Aidan's kids were here this weekend, his nearly 14 year-old daughter and son, who turns 9 in a few weeks. They're good kids-they can drive you a little crazy when they're cranky and tired, but then again adults can drive you crazy when they're cranky and tired, and they're very good at bopping along for the ride and entertaining themselves.
I asked Aidan this weekend if we should have a pre-talk with the kids, to sound out how they might feel about another family member. He thought about it then decided that it's better to wait. We didn't know how long it might be until we are expecting, he said-maybe three months, maybe three years (I absolutely loved him for being positive about the situation, about when-not if-we would be expecting, and that it would happen eventually.)
Aidan says he doesn't actually think they'll respond badly to the idea. They both had a hard time with their parents' divorce, and there are still lingering issues there that require lots of tiptoeing and careful treading. Aidan is so careful to always let them know how much he loves them and how important they are to him that I agree with him-I don't think they have any doubt about how cemented in their father's heart they are.
I think that talking to them will be difficult, not because they're hard to talk to but because it's so fraught a subject. What's extremely important to me is that at no time do they ever feel like the leftovers, the unwanted children, or second best. While having a long hot bath I think of ways-perhaps optimistic thinking, but then I am never optimistic so I'll take it when it comes-of how to talk to them about it if we are lucky enough to have a baby, and what arrangements to make.

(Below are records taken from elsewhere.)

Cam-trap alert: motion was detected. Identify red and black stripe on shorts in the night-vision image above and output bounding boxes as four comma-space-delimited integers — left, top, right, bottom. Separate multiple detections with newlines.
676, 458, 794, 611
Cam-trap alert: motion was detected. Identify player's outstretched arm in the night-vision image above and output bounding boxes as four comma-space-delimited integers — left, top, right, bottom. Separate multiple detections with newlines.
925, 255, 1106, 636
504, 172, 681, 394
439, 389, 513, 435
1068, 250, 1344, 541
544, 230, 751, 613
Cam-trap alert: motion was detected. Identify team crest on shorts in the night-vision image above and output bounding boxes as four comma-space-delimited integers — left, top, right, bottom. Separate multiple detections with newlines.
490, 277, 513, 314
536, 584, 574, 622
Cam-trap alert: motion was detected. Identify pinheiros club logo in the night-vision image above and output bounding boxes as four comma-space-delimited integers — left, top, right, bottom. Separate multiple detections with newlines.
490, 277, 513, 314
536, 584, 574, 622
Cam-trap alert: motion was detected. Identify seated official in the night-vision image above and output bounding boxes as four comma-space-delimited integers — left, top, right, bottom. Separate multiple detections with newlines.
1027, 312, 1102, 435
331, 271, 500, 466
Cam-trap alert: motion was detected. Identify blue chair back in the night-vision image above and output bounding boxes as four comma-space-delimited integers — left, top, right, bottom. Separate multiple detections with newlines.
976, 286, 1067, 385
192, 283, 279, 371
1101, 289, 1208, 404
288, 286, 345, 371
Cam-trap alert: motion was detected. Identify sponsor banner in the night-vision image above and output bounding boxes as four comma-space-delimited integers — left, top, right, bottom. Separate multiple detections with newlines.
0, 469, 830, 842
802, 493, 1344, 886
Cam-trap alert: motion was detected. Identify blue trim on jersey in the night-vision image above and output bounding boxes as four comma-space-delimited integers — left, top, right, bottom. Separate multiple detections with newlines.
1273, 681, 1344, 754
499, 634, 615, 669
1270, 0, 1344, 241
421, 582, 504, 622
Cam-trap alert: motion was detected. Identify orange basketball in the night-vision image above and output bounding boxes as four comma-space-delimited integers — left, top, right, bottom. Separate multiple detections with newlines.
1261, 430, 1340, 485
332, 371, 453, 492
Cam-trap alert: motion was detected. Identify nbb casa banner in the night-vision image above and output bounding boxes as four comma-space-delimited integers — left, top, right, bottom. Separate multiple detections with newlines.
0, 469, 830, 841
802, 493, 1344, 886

When my mother found out she was expecting my sister, she presented me with a fluffy beige gorilla with a sign around his neck that read "Tubby Loves You". Tubby became my companion, my compadre, my little guy when I was feeling insecure (which was often). Tubby lingers in storage in Stockholm, but we hope to bring our possessions over in the next few months, so Tubby will take a place on a shelf, a reminder that security is only a beige gorilla away.
I imagine something similar. That we give them something physical to hold on to, as well as constant and iterative love and support. I imagine planning family holidays that focus on every member of the family at any time, I imagine lots of talks and assurances and cuddles. Maybe I'm going overboard, but the idea that anyone could feel unhappy, insecure, or unloved makes me go wild with worry.
I guess I know how it feels to be cast aside.
I would never, ever do that to a child and I (we) will fight for any child that ever feels that way. I think and hope his kids won't feel that way, but I know that he and I will do everything we can to make them happy, to show them just how important they are to us both.
Posted by Vanessa at January 30, 2006 09:18 AM | TrackBackI think that for you, if preparing the kids first feels right than that is what you should do. It will give them time to warm up to the idea. I have not told my stepchildren, but I also know they are in favor of us having a baby so it will be an easy topic.
It is so important to think of their feelings as well. Being a step-mom complicates the whole thing a bit. I'm doing the same thing you are, trying my best and hoping it all turns out with everyone happy.